Claims are made against Spanish banks that provided and operated bank accounts of Spanish property developers and lending to build them; the two were inextricably connected. Under Law 57/68 banks were required to guarantee that all deposits that landed in developers’ accounts were insured against loss if the development did not or could not be completed. Completion meant that buyers received a certificate of completion and that the property was habitable (the two did not necessarily happen together).
Some Key Obligations
- All Spanish banks and builders were/are required to insure buyer deposits in the event that developments were not completed.
- Although the law requiring this came into force in 1968, the need for it was limited due to relatively benign economic conditions.
- By the time of the banking crisis of 2007/8, Law 57/68 had all but been forgotten or dismissed as not applicable, that is until a handful of Spanish Abogados (solicitors) tried to use it and were required to take the matter to the Spanish Supreme Court in Madrid.
- Although the case was won, the banks tried to restrict its implementation, especially the addition of statutory interest.
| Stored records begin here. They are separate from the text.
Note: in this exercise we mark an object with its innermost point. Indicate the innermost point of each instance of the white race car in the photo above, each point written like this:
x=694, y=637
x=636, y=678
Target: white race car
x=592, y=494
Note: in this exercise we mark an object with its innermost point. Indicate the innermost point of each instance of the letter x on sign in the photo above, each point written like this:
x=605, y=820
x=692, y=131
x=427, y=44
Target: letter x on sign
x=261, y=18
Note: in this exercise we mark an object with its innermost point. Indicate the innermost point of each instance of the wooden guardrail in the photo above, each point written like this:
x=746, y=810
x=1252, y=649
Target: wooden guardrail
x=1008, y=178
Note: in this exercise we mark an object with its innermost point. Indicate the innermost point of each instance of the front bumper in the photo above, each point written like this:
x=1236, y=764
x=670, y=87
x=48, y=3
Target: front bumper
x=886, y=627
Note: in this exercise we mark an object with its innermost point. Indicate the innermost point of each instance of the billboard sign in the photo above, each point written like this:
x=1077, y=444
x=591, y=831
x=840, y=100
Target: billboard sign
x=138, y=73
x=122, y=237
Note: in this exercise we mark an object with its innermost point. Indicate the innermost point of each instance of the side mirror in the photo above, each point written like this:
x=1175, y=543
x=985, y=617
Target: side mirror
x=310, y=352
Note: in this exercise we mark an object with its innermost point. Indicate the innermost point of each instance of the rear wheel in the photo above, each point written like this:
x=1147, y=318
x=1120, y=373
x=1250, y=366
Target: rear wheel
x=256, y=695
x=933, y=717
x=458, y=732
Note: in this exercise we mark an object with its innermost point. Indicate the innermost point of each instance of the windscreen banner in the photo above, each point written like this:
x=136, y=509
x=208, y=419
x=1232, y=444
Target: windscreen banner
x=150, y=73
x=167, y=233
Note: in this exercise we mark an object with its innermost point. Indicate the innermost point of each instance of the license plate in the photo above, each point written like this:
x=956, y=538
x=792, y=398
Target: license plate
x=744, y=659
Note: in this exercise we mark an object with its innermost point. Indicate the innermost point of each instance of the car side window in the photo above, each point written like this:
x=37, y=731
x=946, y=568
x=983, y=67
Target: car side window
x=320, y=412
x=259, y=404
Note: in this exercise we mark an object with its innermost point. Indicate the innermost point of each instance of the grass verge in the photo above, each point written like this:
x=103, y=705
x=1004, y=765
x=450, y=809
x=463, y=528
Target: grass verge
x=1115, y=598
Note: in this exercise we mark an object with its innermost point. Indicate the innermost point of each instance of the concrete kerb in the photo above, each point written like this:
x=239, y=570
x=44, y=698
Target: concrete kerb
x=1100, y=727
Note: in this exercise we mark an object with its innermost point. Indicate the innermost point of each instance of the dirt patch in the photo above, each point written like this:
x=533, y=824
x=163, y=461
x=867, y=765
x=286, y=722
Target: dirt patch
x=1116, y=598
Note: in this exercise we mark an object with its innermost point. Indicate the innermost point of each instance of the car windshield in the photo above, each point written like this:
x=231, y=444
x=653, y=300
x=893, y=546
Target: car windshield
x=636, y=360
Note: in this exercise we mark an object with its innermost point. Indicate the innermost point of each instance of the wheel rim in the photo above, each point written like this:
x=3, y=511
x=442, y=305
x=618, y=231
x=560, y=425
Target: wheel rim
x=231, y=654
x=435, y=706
They lost. However, to placate banks, a stop date was created for all action to be submitted by. The last date to submit claims to court is 7th October 2020. There is also a 15-year period from when contracts were entered into to, by which claims must be submitted.
Why were so many off-plan Spanish properties sold to UK residents?
The incentive to generate commissions above and beyond what could be achieved by selling standard savings and investment products is always considerable. Encouragement by government for individuals to take greater control of their retirement funds was a serendipitous factor that encouraged financial advisers to sell UK, UK off-plan, offshore and offshore off-plan seemed a natural progression. Although offshore property sales people should have been aware of the risks and advised clients accordingly, they did the reverse when promoting such and earned huge commissions.
Under Law 57/68, Spanish banks are required to compensate deposits paid to developers who banked with them, if the developments were not completed or the client did not complete.
The calculation of loss includes the deposit plus statutory interest, currently calculated since 2008 at 4.1% annually, not compounded. Where a UK person paid in GB Sterling up to 2008, the Pound to Euro exchange rate at the time was greatly in favour of the former. Now with Brexit it means that converting back will be of significant gain to UK clients.
As there is no statutory arbitration body in Spain for clients to complain to, legal action through the courts is required. Legal action takes between 6 and 18 months to complete. TCB’s uphold rate for 130+ cases completed to date is currently 100%.